Some studies have shown that sleep deprivation may negatively alter the composition of the gut microbiota (2), and disrupted sleep patterns such as jet lag and shift work may result in dysbiosis (an imbalance between good and bad bacteria in the gut) (3). Dysbiosis is known to be associated with conditions such as diabetes (4), fat storage, as well as a reduced cognitive performance via the gut-brain axis (5).
The circadian rhythm and the gut
We all have a circadian rhythm, which is a 24-hour internal body clock regulating our sleep-wake cycle. When our circadian rhythm is aligned it can support good restorative sleep, yet when disrupted, sleep problems such as insomnia can occur. It appears that 10% of our gut bacteria have a 24-hour circadian rhythm of their own, where the abundance of certain types of bacteria increases in the morning and decrease at night.
Disruptions to our circadian rhythm such as jet-lagged can also disrupt our gut bacteria’s circadian rhythm. This is one way that sleep disruption such as nightshift work may negatively impact the gut microbiota, which may have consequences to overall health (6).
What can we do about it?
Exciting preclinical research suggests that prebiotics may improve the quality of sleep and realign circadian rhythm disruptions. Prebiotics are potent fibres that feed specific types of stress-protective gut bacteria, helping them to flourish and grow. As a result, metabolites are produced that influence our brain and behaviour (7). Prebiotic fibre has been shown to improve restorative non-rapid-eye-movement (NREM) sleep, which is responsible for restful deep sleep. They also increase time spent in rapid-eye-movement (REM) sleep after exposure to acute and chronic stress. REM sleep is believed to be critical for promoting recovery from stress (8, 9). Furthermore, a greater diversity of beneficial bacteria in the gut is positively correlated with an increase in sleep efficiency and total sleep time.
Therefore, it appears that our gut bacteria may modulate stress physiology and sleep! By using prebiotic fibre to promote the growth of stress-protective gut bacteria along with their metabolites, there’s the potential to have greater resilience to circadian rhythm disruptions (e.g. jet lag, irregular work schedules) and realign our sleep-wake cycle more quickly.
Where to find prebiotic fibre
A diet rich in a diverse range of prebiotic foods can help to cultivate a more diverse array of beneficial gut bacteria. Unripe bananas, garlic, onion, asparagus, leeks, legumes, beans and Jerusalem Artichoke are particularly rich sources of prebiotics.
Hello Day’s Sleep Rest + Prebio, takes a holistic approach by providing an amazing blend of plant extracts, amino acids and prebiotic fibre to support a better night’s sleep.
Key takeaways:
Sleep is crucial for a sharper brain, better mood, immunity, blood sugar, a healthier heart and even appetite control.
Our circadian rhythm is a 24-hour internal body clock regulating our sleep-wake cycle.

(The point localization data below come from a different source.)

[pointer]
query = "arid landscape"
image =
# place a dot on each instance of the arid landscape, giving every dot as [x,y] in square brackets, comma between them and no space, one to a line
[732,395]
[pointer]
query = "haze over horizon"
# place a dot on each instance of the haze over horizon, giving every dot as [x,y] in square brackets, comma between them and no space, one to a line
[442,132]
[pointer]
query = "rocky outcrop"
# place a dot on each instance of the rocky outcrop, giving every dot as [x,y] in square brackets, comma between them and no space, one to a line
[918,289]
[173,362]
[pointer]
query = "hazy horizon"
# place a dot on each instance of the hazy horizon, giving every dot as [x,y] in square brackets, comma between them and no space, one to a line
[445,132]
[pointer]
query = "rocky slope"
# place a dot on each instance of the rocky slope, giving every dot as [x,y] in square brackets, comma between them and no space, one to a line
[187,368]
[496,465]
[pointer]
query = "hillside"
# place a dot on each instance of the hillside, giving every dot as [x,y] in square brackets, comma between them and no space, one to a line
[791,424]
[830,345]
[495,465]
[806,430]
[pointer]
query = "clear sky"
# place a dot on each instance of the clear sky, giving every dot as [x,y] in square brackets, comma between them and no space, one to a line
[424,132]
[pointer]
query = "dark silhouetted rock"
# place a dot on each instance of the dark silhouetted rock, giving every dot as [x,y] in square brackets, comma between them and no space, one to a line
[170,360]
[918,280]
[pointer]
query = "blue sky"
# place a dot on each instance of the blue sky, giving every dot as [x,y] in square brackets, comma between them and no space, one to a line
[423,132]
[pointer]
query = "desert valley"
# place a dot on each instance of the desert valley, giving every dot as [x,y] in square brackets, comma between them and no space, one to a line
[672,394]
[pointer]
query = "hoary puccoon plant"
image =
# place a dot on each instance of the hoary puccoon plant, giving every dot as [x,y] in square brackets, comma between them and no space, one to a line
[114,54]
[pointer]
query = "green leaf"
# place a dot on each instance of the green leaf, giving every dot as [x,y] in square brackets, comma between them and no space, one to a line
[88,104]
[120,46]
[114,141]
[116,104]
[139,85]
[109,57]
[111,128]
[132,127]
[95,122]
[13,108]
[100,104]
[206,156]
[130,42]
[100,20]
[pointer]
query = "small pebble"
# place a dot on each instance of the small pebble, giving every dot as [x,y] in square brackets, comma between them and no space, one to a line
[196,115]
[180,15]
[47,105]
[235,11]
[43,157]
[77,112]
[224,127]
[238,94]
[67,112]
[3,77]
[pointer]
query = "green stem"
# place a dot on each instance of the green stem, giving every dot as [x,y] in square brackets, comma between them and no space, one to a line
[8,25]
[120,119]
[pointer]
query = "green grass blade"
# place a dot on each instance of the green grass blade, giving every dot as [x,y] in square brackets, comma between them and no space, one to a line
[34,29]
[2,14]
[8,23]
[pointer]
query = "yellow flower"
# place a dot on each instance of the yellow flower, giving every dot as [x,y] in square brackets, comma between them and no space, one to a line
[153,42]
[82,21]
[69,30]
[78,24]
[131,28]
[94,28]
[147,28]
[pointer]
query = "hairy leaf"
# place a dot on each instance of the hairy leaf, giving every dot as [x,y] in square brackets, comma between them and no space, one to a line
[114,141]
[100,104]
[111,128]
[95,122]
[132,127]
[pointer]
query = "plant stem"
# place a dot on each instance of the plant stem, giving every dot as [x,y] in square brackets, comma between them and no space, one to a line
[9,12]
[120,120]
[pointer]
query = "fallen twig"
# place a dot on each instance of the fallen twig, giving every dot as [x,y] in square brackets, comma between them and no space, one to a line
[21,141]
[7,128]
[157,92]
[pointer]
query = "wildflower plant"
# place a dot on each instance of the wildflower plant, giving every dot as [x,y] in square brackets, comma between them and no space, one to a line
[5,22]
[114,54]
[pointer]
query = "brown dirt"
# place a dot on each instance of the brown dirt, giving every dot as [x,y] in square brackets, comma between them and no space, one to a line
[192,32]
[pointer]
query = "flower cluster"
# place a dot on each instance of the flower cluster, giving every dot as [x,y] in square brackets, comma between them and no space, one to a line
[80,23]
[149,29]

10% of our gut bacteria have a circadian rhythm of their own, increasing and decreasing in quantity based on whether it’s morning or night.
By using prebiotic fibre to promote the growth of stress-protective gut bacteria along with their metabolites, there’s the potential to have greater resilience to circadian rhythm disruptions (e.g. jet lag, irregular work schedules) and realign our sleep-wake cycle more quickly.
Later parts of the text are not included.